Autism is a developmental disorder that causes impairments across a wide range of functioning areas. Symptoms can include dysfunction in language development, social interaction skills, and abnormal patterns of behavior. Research has shown that a diagnosis of autism at 2 years of age can be reliable, valid, and stable. Parents of children with Autism Spectrum Disorder (ASD) typically notice a developmental problem before the child’s first birthday, including concerns about vision and hearing, differences in social, communication, and motor skills.
A Spectrum Disorder
Autism is often referred to as a spectrum disorder.
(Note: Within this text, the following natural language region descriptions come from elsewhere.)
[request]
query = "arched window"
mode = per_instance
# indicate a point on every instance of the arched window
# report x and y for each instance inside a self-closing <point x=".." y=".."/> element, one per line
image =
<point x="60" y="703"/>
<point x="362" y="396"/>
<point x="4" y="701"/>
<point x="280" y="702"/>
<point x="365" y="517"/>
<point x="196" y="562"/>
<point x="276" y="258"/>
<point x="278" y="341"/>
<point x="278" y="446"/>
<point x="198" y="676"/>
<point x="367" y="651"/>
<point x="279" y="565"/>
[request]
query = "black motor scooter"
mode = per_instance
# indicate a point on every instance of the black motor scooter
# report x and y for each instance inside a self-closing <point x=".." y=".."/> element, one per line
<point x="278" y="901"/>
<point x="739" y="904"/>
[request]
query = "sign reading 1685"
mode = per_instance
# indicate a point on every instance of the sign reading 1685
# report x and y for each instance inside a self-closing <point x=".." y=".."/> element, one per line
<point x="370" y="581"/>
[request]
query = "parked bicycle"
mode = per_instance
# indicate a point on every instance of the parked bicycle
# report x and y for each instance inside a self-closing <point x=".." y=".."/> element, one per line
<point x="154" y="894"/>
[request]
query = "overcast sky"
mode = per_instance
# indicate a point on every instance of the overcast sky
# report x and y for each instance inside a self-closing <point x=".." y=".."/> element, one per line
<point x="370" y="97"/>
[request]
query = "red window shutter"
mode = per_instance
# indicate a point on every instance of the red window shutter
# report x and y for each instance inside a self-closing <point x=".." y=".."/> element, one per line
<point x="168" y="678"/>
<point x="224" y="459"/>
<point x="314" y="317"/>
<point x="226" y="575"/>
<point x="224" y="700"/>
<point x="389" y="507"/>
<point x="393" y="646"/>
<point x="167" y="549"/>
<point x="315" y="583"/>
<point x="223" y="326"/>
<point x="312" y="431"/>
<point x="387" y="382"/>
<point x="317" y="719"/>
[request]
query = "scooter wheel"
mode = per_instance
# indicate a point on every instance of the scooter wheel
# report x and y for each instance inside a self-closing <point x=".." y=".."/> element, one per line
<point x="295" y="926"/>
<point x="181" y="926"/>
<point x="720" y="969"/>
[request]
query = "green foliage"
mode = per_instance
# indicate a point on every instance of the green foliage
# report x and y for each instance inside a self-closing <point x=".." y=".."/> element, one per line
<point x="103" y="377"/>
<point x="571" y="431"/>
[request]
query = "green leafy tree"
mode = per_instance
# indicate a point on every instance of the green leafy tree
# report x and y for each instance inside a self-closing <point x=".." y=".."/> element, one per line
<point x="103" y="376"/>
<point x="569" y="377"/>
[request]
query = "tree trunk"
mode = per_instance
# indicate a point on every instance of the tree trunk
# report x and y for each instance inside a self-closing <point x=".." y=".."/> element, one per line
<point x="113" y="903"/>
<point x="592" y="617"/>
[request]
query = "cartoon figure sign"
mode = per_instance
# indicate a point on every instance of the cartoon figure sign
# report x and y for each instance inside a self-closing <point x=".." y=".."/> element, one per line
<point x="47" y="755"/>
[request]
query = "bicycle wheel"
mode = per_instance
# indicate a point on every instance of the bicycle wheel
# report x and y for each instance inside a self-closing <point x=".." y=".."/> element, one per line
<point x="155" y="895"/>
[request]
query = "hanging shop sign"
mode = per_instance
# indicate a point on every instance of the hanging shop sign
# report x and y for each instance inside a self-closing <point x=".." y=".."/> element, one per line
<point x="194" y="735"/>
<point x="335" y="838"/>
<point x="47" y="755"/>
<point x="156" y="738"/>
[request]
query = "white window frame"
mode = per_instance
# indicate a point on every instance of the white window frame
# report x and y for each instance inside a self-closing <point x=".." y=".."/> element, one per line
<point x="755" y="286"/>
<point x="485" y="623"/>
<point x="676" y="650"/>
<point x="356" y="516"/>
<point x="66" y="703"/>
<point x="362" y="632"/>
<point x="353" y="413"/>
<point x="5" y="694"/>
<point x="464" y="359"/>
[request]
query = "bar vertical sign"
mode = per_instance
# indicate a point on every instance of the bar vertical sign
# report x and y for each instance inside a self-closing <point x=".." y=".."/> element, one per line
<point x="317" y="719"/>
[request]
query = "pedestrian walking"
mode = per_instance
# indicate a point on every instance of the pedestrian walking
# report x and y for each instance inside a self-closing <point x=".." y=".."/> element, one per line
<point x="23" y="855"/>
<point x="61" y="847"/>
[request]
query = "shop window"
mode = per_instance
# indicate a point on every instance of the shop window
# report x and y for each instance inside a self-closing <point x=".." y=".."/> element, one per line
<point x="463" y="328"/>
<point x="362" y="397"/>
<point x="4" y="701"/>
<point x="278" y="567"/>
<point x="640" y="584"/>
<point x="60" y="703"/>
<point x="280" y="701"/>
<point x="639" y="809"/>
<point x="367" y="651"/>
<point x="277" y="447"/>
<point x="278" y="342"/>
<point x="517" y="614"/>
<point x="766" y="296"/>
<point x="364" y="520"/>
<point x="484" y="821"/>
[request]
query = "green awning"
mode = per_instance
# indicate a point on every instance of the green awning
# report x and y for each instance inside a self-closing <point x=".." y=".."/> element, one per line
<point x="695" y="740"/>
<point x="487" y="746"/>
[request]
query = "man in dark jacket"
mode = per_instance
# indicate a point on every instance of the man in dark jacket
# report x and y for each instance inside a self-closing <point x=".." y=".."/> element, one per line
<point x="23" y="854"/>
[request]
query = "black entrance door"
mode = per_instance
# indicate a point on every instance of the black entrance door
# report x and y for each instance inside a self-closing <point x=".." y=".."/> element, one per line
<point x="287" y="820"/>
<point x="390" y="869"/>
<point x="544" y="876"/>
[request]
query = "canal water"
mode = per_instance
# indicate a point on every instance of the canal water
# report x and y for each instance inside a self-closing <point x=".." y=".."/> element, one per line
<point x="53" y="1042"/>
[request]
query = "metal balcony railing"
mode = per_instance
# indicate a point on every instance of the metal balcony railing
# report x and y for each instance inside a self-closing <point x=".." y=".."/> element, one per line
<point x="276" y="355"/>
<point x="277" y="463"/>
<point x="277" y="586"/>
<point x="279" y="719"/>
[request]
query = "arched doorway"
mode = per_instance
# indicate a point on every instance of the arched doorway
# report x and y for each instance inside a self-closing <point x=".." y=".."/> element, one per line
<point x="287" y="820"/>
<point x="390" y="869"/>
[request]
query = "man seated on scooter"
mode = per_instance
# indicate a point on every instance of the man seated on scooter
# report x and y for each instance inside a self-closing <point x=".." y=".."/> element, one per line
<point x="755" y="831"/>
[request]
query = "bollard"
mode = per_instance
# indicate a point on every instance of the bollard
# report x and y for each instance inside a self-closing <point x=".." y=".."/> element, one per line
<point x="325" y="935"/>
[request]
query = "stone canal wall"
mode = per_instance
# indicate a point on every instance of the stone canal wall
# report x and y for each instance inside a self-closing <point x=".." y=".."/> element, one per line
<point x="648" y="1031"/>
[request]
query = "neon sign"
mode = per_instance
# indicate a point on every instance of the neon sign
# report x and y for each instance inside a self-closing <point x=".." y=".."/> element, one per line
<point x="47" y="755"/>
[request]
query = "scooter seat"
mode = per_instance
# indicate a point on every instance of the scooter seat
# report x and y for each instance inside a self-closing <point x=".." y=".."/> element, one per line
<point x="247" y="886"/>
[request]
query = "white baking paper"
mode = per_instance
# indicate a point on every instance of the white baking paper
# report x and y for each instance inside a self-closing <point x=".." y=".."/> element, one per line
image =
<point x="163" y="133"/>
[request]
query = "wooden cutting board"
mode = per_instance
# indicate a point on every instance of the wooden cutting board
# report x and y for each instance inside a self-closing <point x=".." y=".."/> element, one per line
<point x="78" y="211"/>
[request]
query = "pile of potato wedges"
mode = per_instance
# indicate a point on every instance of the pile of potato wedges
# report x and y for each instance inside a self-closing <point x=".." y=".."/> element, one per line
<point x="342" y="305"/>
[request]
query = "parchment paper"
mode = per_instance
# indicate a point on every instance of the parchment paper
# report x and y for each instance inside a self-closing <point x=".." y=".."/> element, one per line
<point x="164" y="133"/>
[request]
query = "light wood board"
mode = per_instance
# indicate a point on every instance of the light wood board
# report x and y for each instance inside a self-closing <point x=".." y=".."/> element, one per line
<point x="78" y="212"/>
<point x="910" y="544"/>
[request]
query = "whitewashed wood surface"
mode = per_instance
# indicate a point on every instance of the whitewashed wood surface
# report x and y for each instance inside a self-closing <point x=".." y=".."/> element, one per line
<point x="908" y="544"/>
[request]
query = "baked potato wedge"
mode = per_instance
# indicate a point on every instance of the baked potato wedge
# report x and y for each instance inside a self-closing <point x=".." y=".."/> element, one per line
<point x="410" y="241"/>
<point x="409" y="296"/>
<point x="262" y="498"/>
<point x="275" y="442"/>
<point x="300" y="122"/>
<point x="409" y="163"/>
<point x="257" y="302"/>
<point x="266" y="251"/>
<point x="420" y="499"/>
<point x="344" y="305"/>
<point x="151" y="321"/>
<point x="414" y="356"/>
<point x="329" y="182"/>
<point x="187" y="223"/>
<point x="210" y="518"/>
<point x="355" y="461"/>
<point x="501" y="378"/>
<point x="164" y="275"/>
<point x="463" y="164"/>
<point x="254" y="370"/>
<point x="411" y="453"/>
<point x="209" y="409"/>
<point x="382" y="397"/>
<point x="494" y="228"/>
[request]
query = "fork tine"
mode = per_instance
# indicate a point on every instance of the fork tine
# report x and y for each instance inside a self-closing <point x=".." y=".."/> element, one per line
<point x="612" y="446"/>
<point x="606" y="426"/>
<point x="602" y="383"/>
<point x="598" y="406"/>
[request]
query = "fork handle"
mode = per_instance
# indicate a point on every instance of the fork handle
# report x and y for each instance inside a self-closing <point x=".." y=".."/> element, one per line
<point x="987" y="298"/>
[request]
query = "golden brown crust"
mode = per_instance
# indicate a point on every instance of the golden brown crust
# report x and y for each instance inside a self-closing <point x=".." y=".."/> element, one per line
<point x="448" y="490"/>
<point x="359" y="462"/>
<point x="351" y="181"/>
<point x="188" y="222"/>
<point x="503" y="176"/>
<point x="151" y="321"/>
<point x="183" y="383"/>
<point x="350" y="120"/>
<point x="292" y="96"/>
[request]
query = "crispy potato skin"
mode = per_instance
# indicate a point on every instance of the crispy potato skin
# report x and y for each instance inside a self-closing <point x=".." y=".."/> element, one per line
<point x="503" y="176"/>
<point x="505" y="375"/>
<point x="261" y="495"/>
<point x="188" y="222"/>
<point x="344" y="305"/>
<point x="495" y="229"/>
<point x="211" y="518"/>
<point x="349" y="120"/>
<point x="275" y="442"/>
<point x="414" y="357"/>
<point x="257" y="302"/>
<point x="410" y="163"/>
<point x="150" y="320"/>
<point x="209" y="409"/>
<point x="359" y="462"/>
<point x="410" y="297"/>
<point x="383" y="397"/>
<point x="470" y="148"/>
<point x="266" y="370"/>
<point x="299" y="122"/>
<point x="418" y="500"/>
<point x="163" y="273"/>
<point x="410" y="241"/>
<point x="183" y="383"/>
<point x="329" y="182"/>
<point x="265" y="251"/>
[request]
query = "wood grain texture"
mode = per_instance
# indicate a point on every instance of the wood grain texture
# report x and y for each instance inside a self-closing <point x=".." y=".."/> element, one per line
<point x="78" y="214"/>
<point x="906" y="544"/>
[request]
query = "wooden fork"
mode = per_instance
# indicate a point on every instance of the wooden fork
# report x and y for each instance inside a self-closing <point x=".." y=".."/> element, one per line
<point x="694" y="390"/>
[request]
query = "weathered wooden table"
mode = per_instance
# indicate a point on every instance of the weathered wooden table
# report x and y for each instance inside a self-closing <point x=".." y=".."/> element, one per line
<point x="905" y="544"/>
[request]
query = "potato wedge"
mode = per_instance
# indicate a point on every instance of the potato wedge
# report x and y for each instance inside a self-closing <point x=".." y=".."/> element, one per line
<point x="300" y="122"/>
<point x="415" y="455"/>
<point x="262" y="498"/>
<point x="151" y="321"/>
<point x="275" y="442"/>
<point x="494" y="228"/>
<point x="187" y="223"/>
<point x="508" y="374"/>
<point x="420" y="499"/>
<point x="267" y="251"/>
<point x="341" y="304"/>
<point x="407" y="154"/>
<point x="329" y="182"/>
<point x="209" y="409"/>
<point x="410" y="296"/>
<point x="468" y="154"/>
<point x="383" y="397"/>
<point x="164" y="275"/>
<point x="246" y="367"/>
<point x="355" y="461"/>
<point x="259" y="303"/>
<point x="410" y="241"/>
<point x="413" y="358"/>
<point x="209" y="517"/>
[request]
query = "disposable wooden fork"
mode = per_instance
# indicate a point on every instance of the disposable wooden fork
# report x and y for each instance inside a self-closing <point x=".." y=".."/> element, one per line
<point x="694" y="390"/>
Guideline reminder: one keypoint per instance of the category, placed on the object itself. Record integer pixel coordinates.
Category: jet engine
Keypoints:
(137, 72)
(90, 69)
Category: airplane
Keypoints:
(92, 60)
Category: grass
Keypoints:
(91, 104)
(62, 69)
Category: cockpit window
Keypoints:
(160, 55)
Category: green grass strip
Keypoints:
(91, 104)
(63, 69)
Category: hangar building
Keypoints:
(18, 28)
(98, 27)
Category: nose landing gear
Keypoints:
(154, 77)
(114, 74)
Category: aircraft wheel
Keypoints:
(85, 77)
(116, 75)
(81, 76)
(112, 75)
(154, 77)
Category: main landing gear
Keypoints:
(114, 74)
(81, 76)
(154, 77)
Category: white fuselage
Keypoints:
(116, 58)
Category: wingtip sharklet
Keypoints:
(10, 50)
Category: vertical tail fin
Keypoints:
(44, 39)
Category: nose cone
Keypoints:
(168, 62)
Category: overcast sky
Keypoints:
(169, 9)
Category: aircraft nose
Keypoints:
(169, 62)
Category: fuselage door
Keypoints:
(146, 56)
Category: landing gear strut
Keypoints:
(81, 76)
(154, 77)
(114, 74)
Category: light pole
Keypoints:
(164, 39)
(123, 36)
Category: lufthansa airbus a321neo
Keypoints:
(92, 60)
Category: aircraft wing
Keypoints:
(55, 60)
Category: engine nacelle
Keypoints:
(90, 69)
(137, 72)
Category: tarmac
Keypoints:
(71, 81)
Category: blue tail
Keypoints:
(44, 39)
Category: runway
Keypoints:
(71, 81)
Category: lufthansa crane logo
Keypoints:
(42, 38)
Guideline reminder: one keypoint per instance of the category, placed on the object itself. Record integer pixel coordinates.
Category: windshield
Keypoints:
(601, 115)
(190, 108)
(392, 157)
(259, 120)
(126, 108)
This is due to the wide range of functioning areas that can be impaired, which causes autism to present differently among various children. Some children with autism fail to develop language appropriately, while others develop some language, and then regress. Many children with autism are quite affectionate, but have difficulty interacting appropriately with others. A relatively large percentage of children with autism exhibit some degree of sensory impairment. They may have unusual reactions to physical sensation such as being overly or under sensitive to touch, sight, hearing, smell or taste. Behavioral patterns also vary greatly, with some children exhibiting an insistence on sameness and/or rigidities, repetitive body movements (e.g., hand flapping, rocking), inappropriate play (e.g., lining up toys, making patterns with items), unusual attachments to objects, and the repetition of stereotyped behaviors or language. Furthermore, many children have frequent and severe tantrums, are aggressive and/or engage in self-injurious behaviors. Many of these behaviors, however, change or disappear over time.
In addition to the diagnosis of autism, about 83% of children will also have another developmental, psychiatric, neurologic, chromosomal, and genetic diagnosis. The majority of children with ASD do not have an intellectual disability. There are no medications that can cure or treat the core symptoms of ASD, but some medications can help people with ASD function better. Early intervention continues to be the critical factor in improving the development of a child with ASD. These services can begin as early as the first months of life. Even if a child is not yet diagnosed with ASD, therapy can be provided for kids who are identified as being at risk of having developmental delays. While there is an emphasis on the significant positive impact that early intervention can have, it is never too late to provide an individual on the spectrum with therapy. There are a range of services that are currently available which meet the needs of individuals across the lifespan.
Who’s at Risk?
According to the Centers for Disease Control and Prevention (CDC), autism spectrum disorders (ASD) is estimated to occur in about 1 in 88 children. It is 5 times more common among boys (1 in 54) than among girls (1 in 252). It knows no racial, ethnic or social boundaries. Family income, lifestyle and education levels do not affect the chance of autism’s occurrence. A small percentage of children born prematurely or with low birth weight are at greater risk for developing ASD and children born to older parents are at a higher risk for ASD.